Hoo boy, did that go wrong. When I started at ZDNet, way back in 2006, I wrote a lot of words about the original Windows Genuine Advantage authentication software. I once called it “the stupidest thing Microsoft ever did with Windows.”
I long ago lost count of the number of words I wrote about Windows Genuine Advantage and product activation, but I don’t regret a single one of them. I know they made a difference. Microsoft removed the “kill switch” in Windows Vista Service Pack 1, and in Windows 7 the activation experience seems to finally work.
Over time, Microsoft discovered that it was in the company’s best interests to tolerate a certain amount of casual copying as part of its goal of not pissing off legitimate customers. I can’t remember the last time I received a complaint about product activation issues with Windows
Today, the overwhelming majority of Windows PCs are sold by giant OEMs that pay Microsoft for every license. Only a tiny sliver of PCs are built by hobbyists or small system builders. If someone in one of those groups tries to reuse a product key inappropriately (by activating multiple PCs using the same product key in a matter of days), the activation servers will object strenuously. But if you reuse a product key months after the first use, it’s likely that Microsoft’s activation servers will wave you right through.
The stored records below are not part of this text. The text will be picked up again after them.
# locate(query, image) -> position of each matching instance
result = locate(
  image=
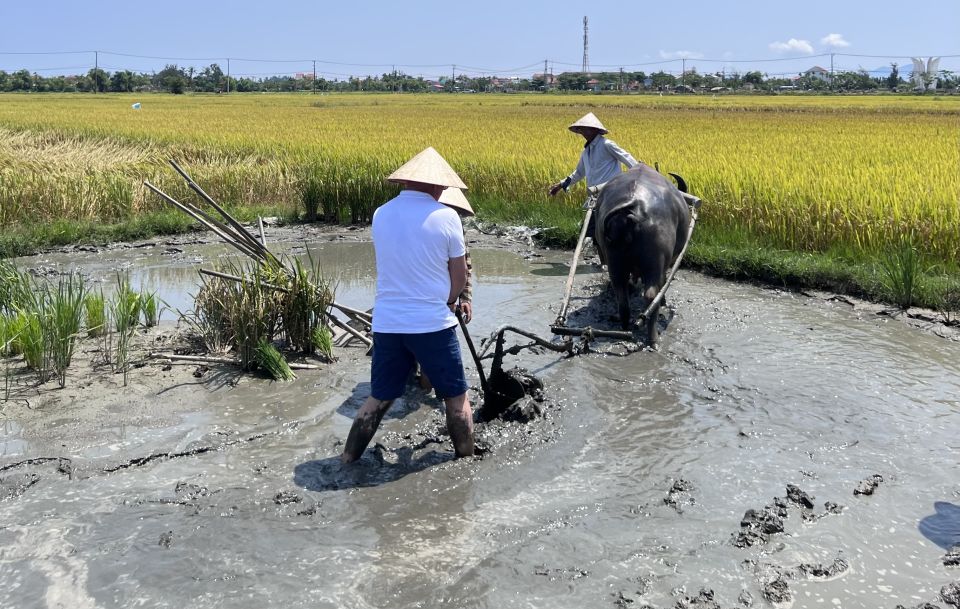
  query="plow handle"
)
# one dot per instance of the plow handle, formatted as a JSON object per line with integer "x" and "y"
{"x": 562, "y": 315}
If you purchased a PC with Windows preinstalled, the OEM who built the device paid Microsoft for the Windows license and passed the cost along to you. For a big OEM (think Dell, HP, Lenovo, ASUS, or Acer), the price list for Windows licenses is a closely guarded secret. I generally just figure that a license for Windows Home is built into the price of the PC and a Windows Pro license adds $50-100 to that total.
Smaller PC makers who don’t qualify to purchase licenses in bulk from Microsoft purchase licenses as part of the OEM System Builder program. The price for those shrink-wrapped packages is a little steeper, and the conditions of installation are more convoluted. But that cost is also built into the price of the PC. For my back-of-the-envelope calculations, I figure that this type of license costs about $30-50 more than the bulk price offered to the giants.
If you’re building your own PC or creating a virtual machine for permanent use, you need to supply a license for use in that device, regardless of whether it’s physical or virtual. In most cases, that means paying Microsoft (or one of its partners) for a retail license. You’ll pay much more than a reseller for this privilege. On average, your back-of-the-envelope budget for a retail copy of Windows should be about $99 for Home and $149 for Pro.
You might be able to score better discounts than those, but if someone offers you a Windows Pro license for $29 or $49 or even $69, they’re not legit. As the saying goes, if a deal sounds too good to be true, it almost certainly is.